Si tocca qui il lato più enigmatico delle primarie, il ragionamento che può rimettere in discussione ogni certezza acquisita: le primarie sono, di fatto, un sondaggio elettorale commissionato da un gruppo di elettori alle proprie coscienze anziché agli strumenti demoscopici. Dalle primarie deve uscire il nome di un candidato credibile perché il campione degli elettori è stato costruito, in coscienza, tenendo bene conto della rappresentatività di più fazioni all’interno di un partito.

Più oltre, però, le primarie non possono andare. Sono un gioco freddo, tutto basato su numeri e proiezioni, come qualunque buon sondaggio elettorale. Ecco perché il loro tempo deve avvenire il più possibile a ridosso delle elezioni: perché devono sancire la conclusione di un percorso e non devono essere l’inizio di un nuovo discorso, che, magari, rimetta in discussione il castelletto di carte così bene architettato.

Per l’Italia, le primarie sono una specie di festa di Halloween, un prodotto d’importazione che, in poco più di un decennio, quello che sta trascorrendo, è invecchiato tremendamente.

Alcuni partiti, a sinistra, ne hanno fatto una bandiera del rinnovamento; altri, a destra, le hanno confuse con forme plebiscitarie di incoronazione del principe. Con il suo cinismo, la destra ha in qualche modo svelato le intenzioni manovriere che, sotto le primarie, anche la sinistra ha sempre coltivato e manifestato. Il rinnovamento e il cinismo, però, giunti al punto più vivo della reazione chimica fra le rispettive molecole, hanno fatto saltare il laboratorio di chimica ed è dalle primarie così realizzate, in una partita di andata e in una di ritorno, che è di fatto uscito il governo del Paese.

Da tutto ciò si possono trarre alcune conclusioni provvisorie, da intendere come implicite domande più che come perentorie affermazioni.

La prima è che, con qualche probabilità, le primarie hanno azzoppato il voto vero e proprio, contribuendo a minare l’attaccamento nei suoi confronti da parte del popolo di sinistra di destra.

A livello regionale, poi, vengono via via riassorbite perché la loro incidenza sugli equilibri nazionali dei partiti è sempre più blanda, tanto che dal centro si preferisce lasciar fare, di volta in volta, le primarie se proprio non se ne può fare a meno.

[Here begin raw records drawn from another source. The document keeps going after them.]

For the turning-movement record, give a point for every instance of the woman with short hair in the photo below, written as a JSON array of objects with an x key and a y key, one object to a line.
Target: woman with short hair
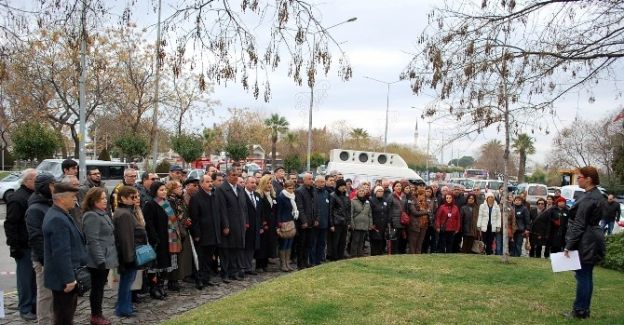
[
  {"x": 99, "y": 233},
  {"x": 129, "y": 233}
]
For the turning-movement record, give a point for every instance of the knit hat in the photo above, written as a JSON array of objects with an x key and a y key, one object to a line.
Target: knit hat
[
  {"x": 42, "y": 184},
  {"x": 340, "y": 182}
]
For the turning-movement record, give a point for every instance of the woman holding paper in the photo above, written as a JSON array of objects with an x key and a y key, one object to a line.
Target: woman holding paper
[{"x": 584, "y": 234}]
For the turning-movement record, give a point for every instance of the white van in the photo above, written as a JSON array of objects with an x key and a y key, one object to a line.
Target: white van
[
  {"x": 369, "y": 166},
  {"x": 112, "y": 172}
]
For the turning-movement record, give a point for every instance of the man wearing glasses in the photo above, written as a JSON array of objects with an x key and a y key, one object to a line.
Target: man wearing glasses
[
  {"x": 130, "y": 176},
  {"x": 94, "y": 179},
  {"x": 147, "y": 179}
]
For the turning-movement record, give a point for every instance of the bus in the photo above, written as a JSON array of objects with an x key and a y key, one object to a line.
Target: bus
[{"x": 476, "y": 173}]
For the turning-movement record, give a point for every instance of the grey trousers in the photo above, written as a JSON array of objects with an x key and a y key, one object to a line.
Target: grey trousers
[{"x": 45, "y": 313}]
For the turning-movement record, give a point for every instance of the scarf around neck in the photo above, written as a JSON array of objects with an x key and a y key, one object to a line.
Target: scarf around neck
[
  {"x": 293, "y": 203},
  {"x": 175, "y": 245}
]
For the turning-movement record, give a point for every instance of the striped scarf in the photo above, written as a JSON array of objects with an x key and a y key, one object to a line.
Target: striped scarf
[{"x": 175, "y": 245}]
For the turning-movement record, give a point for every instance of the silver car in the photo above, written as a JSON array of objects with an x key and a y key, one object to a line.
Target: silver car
[{"x": 8, "y": 185}]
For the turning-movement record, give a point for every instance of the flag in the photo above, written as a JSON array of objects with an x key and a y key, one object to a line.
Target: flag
[{"x": 619, "y": 116}]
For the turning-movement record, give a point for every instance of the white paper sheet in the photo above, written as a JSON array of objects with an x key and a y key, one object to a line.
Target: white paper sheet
[{"x": 560, "y": 263}]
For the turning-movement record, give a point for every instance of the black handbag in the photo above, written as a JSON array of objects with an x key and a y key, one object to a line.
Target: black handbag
[{"x": 83, "y": 280}]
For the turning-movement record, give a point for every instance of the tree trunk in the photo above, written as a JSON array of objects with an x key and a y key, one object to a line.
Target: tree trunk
[
  {"x": 522, "y": 167},
  {"x": 273, "y": 151}
]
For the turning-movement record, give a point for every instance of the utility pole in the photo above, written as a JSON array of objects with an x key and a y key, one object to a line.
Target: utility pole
[
  {"x": 82, "y": 166},
  {"x": 156, "y": 93}
]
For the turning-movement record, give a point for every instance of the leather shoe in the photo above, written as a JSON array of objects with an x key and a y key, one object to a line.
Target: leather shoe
[{"x": 29, "y": 317}]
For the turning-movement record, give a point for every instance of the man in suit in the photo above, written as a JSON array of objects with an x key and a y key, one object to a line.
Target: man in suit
[
  {"x": 232, "y": 206},
  {"x": 206, "y": 227},
  {"x": 64, "y": 251},
  {"x": 252, "y": 235}
]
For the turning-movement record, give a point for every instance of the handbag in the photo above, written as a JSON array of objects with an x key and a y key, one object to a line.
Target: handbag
[
  {"x": 83, "y": 280},
  {"x": 405, "y": 219},
  {"x": 478, "y": 247},
  {"x": 287, "y": 230},
  {"x": 144, "y": 254}
]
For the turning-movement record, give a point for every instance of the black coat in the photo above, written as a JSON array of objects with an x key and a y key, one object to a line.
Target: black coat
[
  {"x": 339, "y": 209},
  {"x": 38, "y": 206},
  {"x": 583, "y": 232},
  {"x": 254, "y": 217},
  {"x": 233, "y": 212},
  {"x": 15, "y": 223},
  {"x": 157, "y": 226},
  {"x": 206, "y": 223},
  {"x": 304, "y": 197},
  {"x": 268, "y": 239}
]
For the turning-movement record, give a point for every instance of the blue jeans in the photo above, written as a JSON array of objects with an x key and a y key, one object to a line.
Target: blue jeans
[
  {"x": 124, "y": 295},
  {"x": 584, "y": 287},
  {"x": 499, "y": 243},
  {"x": 515, "y": 248},
  {"x": 319, "y": 241},
  {"x": 607, "y": 226},
  {"x": 26, "y": 283}
]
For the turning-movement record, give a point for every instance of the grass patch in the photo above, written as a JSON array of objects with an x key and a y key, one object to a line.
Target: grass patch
[{"x": 416, "y": 289}]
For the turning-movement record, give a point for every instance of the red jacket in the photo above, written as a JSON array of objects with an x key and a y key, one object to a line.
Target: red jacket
[{"x": 453, "y": 222}]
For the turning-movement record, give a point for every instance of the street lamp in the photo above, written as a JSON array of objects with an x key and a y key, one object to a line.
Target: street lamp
[
  {"x": 387, "y": 106},
  {"x": 311, "y": 85}
]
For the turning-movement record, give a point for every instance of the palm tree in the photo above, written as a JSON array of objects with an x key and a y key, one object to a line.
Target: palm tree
[
  {"x": 276, "y": 124},
  {"x": 523, "y": 146},
  {"x": 358, "y": 135}
]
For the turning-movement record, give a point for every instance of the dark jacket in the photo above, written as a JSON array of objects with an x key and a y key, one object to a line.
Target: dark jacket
[
  {"x": 38, "y": 206},
  {"x": 15, "y": 223},
  {"x": 128, "y": 235},
  {"x": 304, "y": 197},
  {"x": 64, "y": 249},
  {"x": 470, "y": 216},
  {"x": 321, "y": 207},
  {"x": 157, "y": 227},
  {"x": 583, "y": 233},
  {"x": 284, "y": 209},
  {"x": 233, "y": 212},
  {"x": 205, "y": 220},
  {"x": 254, "y": 222},
  {"x": 99, "y": 233},
  {"x": 340, "y": 209},
  {"x": 449, "y": 217},
  {"x": 523, "y": 219},
  {"x": 398, "y": 206},
  {"x": 379, "y": 212},
  {"x": 611, "y": 211}
]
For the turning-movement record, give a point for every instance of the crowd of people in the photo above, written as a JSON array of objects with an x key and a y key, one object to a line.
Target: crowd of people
[{"x": 229, "y": 226}]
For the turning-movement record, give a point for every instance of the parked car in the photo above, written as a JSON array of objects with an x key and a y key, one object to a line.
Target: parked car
[
  {"x": 9, "y": 184},
  {"x": 532, "y": 192}
]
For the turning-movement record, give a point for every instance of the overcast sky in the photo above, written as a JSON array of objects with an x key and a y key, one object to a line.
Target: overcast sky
[{"x": 378, "y": 45}]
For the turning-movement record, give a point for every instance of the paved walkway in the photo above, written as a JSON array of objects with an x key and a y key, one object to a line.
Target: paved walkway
[{"x": 151, "y": 311}]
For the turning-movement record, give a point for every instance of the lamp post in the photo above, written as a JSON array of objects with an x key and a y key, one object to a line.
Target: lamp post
[
  {"x": 311, "y": 85},
  {"x": 387, "y": 106}
]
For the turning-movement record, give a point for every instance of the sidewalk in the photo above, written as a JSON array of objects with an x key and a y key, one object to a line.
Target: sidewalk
[{"x": 151, "y": 311}]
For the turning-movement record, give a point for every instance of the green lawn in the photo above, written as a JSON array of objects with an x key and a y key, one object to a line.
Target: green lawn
[{"x": 416, "y": 289}]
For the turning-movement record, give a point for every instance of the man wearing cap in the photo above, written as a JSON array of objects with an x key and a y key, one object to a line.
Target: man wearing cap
[
  {"x": 130, "y": 176},
  {"x": 319, "y": 233},
  {"x": 70, "y": 167},
  {"x": 17, "y": 240},
  {"x": 64, "y": 251},
  {"x": 38, "y": 204}
]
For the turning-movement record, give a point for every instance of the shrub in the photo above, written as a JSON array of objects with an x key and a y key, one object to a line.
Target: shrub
[{"x": 614, "y": 258}]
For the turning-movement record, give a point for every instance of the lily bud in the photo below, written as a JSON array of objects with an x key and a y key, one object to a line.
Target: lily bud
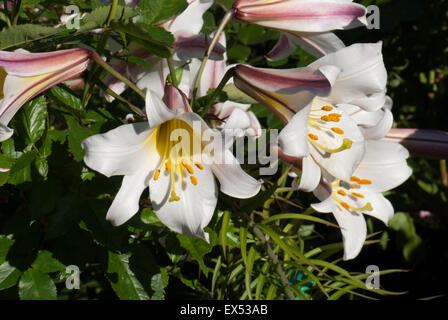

Così le primarie, infine, assomigliano sempre più, dentro i grandi partiti, a una sorta di movimento di opinione del tipo di quelli che vivono, fuori dei grandi partiti, nello schieramento di Grillo o nella Lega di Salvini. Mentre, però, in questi movimenti, il loro tempo arriva presto, addirittura via web, nei grandi partiti il tempo delle primarie continua ad essere calcolatamente collocato a ridosso delle elezioni, è ambiguo e problematico come se si trattasse, ogni volta, di decidere dei destini del mondo, non è mai sciolto e disinvolto, preciso ed emozionante come un buon, vecchio sondaggio elettorale. E allora, se un leader non si impone da solo anche andando controcorrente in un grande partito, che cosa sono e a chi servono le primarie?